Después de regresar de la Conferencia de Munich en 1938, convocó a Claretta para contarle: “El Führer es muy simpático”, le dijo Il Duce. “Hitler es una persona emocional de corazón. Cuando me vio, tenía lágrimas en los ojos. Realmente le caigo bien“. (Vía: Il Post)

(Imagen: Wikicommons)

Sin embargo, Mussolini estaba algo irritado por los ataques de ira de Hitler. “Salieron chispas de sus ojos, su cuerpo temblaba y sólo pudo recuperarse con dificultad. Yo, por otro lado, permanecí completamente tranquilo”. En opinión de Mussolini, fue él quien salvó la conferencia. “Siempre fui yo quien los trajo de vuelta al asunto en cuestión, se perdieron en la discusión.

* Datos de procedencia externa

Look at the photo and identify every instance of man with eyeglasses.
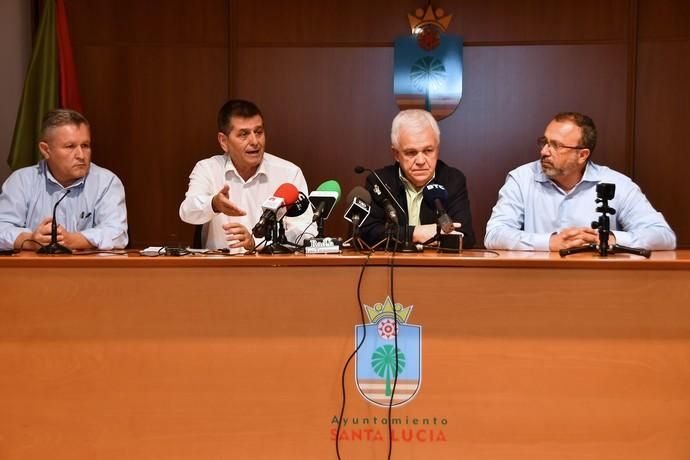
[180,99,312,252]
[484,112,676,251]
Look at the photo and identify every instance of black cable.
[19,239,45,251]
[335,252,372,460]
[387,238,399,460]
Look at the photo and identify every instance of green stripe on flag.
[7,0,58,170]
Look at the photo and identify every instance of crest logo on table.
[393,2,463,120]
[355,297,422,407]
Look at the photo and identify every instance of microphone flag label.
[393,4,463,120]
[355,297,422,407]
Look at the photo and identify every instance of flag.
[7,0,81,170]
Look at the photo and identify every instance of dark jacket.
[360,160,475,248]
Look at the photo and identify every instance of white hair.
[391,109,441,149]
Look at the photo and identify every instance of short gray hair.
[41,109,90,140]
[391,109,441,149]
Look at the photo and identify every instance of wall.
[59,0,690,246]
[0,0,31,184]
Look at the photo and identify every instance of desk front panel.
[0,261,690,460]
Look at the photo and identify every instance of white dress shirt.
[180,153,316,252]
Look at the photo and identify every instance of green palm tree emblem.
[410,56,446,111]
[371,345,405,396]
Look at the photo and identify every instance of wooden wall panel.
[232,0,629,46]
[635,0,690,247]
[231,0,631,241]
[66,0,228,247]
[55,0,690,246]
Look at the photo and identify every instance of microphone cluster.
[247,166,455,251]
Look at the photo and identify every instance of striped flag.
[7,0,82,170]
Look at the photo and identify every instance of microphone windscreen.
[285,193,310,217]
[273,182,299,206]
[422,184,448,207]
[316,180,342,203]
[347,185,371,205]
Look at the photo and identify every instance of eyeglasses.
[537,136,586,152]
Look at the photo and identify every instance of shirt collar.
[40,160,86,190]
[534,160,601,191]
[398,165,436,194]
[224,152,268,183]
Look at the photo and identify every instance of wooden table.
[0,251,690,460]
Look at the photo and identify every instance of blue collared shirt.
[0,160,127,249]
[484,160,676,251]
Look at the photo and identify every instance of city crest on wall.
[393,1,463,120]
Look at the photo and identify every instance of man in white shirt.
[180,99,312,252]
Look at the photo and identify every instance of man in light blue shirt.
[484,112,676,251]
[0,109,128,250]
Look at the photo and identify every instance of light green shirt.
[398,168,436,227]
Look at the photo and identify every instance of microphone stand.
[259,219,292,254]
[355,166,420,252]
[558,193,652,259]
[36,189,72,254]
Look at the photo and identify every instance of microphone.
[309,180,341,222]
[355,166,419,252]
[355,166,398,227]
[285,192,311,217]
[422,184,455,233]
[345,185,371,232]
[36,189,72,254]
[252,183,299,238]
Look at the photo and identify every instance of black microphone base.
[36,243,72,254]
[259,243,294,254]
[398,241,422,252]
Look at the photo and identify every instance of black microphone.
[345,185,371,232]
[355,166,407,227]
[285,192,311,217]
[36,189,72,254]
[422,184,455,233]
[355,166,419,252]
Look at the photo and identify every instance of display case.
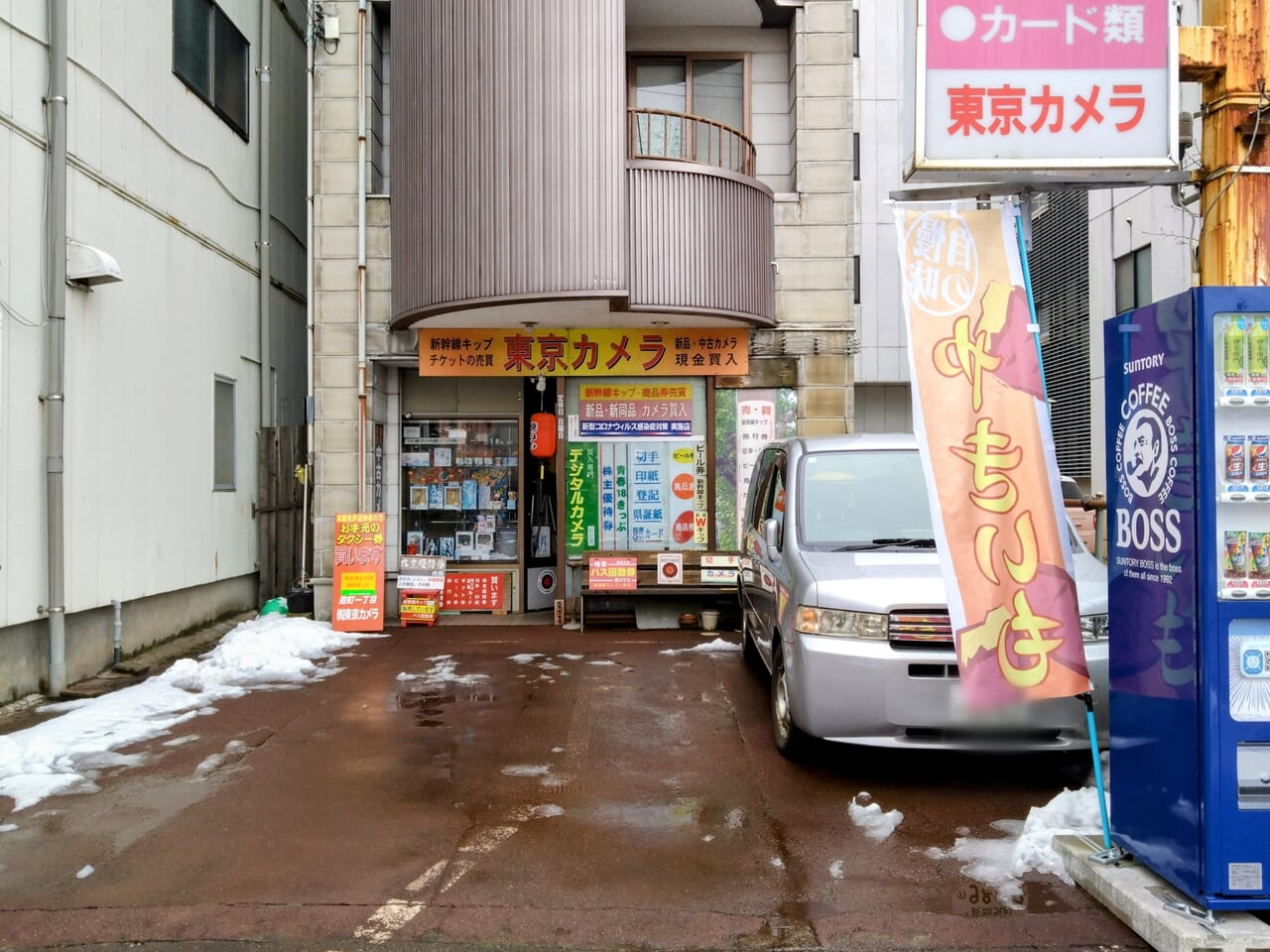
[401,416,521,565]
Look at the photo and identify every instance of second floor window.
[172,0,250,141]
[630,56,748,172]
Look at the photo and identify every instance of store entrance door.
[523,377,562,612]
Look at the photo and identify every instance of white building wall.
[852,0,912,431]
[1089,0,1202,495]
[0,0,305,702]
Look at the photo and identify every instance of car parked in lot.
[740,434,1107,757]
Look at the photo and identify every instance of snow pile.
[0,615,364,812]
[847,790,904,843]
[398,654,487,686]
[658,639,740,654]
[927,787,1102,908]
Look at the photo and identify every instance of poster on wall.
[564,443,599,556]
[330,513,386,631]
[630,443,668,543]
[577,384,693,436]
[736,390,776,526]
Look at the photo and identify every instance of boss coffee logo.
[1115,373,1183,553]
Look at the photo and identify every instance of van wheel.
[772,644,811,761]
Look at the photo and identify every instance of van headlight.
[798,606,890,641]
[1080,615,1107,641]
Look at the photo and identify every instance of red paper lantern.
[530,413,555,459]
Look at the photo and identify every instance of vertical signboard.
[1103,296,1198,699]
[330,513,386,631]
[736,390,776,536]
[564,443,599,556]
[897,204,1089,708]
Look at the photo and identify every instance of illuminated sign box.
[903,0,1180,182]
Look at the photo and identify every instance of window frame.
[172,0,251,142]
[1111,244,1152,313]
[626,51,753,139]
[212,373,237,493]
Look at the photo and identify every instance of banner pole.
[1011,199,1114,856]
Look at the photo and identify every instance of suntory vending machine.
[1102,287,1270,910]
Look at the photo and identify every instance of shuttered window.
[1028,191,1092,480]
[172,0,250,141]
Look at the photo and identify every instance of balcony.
[626,109,754,177]
[391,0,776,329]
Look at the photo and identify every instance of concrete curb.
[1054,835,1270,952]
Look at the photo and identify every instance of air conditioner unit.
[66,241,123,287]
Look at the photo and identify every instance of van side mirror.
[763,520,781,562]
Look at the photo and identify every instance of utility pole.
[1178,0,1270,286]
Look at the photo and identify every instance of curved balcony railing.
[626,109,754,177]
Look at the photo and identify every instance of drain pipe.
[258,0,273,431]
[110,598,123,663]
[44,0,66,697]
[296,4,318,588]
[357,0,367,513]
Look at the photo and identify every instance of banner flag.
[895,203,1089,710]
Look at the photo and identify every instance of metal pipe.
[357,0,367,512]
[296,4,317,588]
[259,0,274,428]
[110,598,123,663]
[44,0,66,697]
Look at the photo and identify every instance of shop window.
[560,377,713,556]
[401,416,521,562]
[212,377,234,490]
[172,0,250,141]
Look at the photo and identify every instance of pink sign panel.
[926,0,1171,69]
[913,0,1178,180]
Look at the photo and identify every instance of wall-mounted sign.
[330,513,386,631]
[906,0,1179,182]
[419,327,749,377]
[442,572,504,612]
[577,384,693,436]
[586,556,638,591]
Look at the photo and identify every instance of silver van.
[740,434,1107,757]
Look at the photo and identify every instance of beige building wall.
[776,0,854,436]
[313,0,391,604]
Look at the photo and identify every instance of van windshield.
[798,449,935,548]
[798,449,1085,553]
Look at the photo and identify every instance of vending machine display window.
[401,416,521,565]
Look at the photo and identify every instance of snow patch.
[0,615,370,812]
[658,639,740,654]
[926,787,1102,908]
[847,792,904,843]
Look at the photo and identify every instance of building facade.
[313,0,856,617]
[0,0,306,702]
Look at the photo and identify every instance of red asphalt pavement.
[0,621,1148,952]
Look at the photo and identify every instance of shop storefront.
[398,329,767,612]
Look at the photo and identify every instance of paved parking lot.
[0,622,1147,952]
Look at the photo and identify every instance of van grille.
[889,612,952,650]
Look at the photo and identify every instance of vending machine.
[1103,287,1270,911]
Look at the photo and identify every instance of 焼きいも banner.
[895,204,1089,708]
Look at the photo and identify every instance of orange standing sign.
[897,205,1089,708]
[330,513,386,631]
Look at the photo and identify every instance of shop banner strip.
[330,513,387,631]
[895,203,1089,710]
[419,327,749,377]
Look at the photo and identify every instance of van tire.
[771,639,812,761]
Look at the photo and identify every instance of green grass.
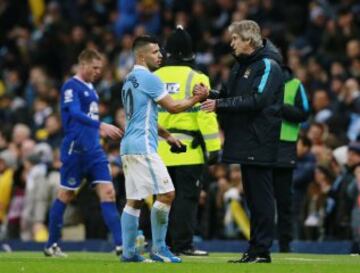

Hitler me adora sinceramente”. (Vía: Il Post)

Después de la conferencia, Mussolini y Petacci se fueron de vacaciones a la playa. Mussolini, mientras hojeaba los periódicos franceses, de repente se puso de mal humor. “Estos judíos repugnantes, todos deberían ser destruidos”, dijo. “Crearé un baño de sangre como lo hicieron los turcos. Los aislaré y los encarcelaré. Conocerán el puño de acero de Mussolini. Es hora de que los italianos se den cuenta de que estas serpientes ya no pueden explotarlos”. (Vía: Il Post)

El final

Después de ser depuesto en 1943, Mussolini, con la ayuda de Hitler, estableció el estado títere de la República de Salò en el lago de Garda. Carletta se quedó en Roma, pero la pareja finalmente se reunió y, después de huir y ser arrestada por partidarios italianos, ella y Il Duce fueron fusilados juntos en abril de 1945. Los cuerpos fueron transportados al Piazzale Loreto en Milán, para ser golpeados y colgados por los tobillos de un riel oxidado en una estación de servicio de gasolina Esso.

Claretta y Mussolini fusilados el 28 de abril de 1945 (Imagen: Wikicommons)

Petacci confió sus diarios a la condesa Rina Cervis. En 1950, la policía los desenterró de donde habían estado escondidos en el jardín de la condesa. Después de eso, se guardaron en una caja en el archivo nacional, que no se publicará hasta 70 años después de haber sido escritos.

Esto nos permite conocer más de una mujer que fue cegada por la idolatría, lo que terminó por llevarla a la tumba.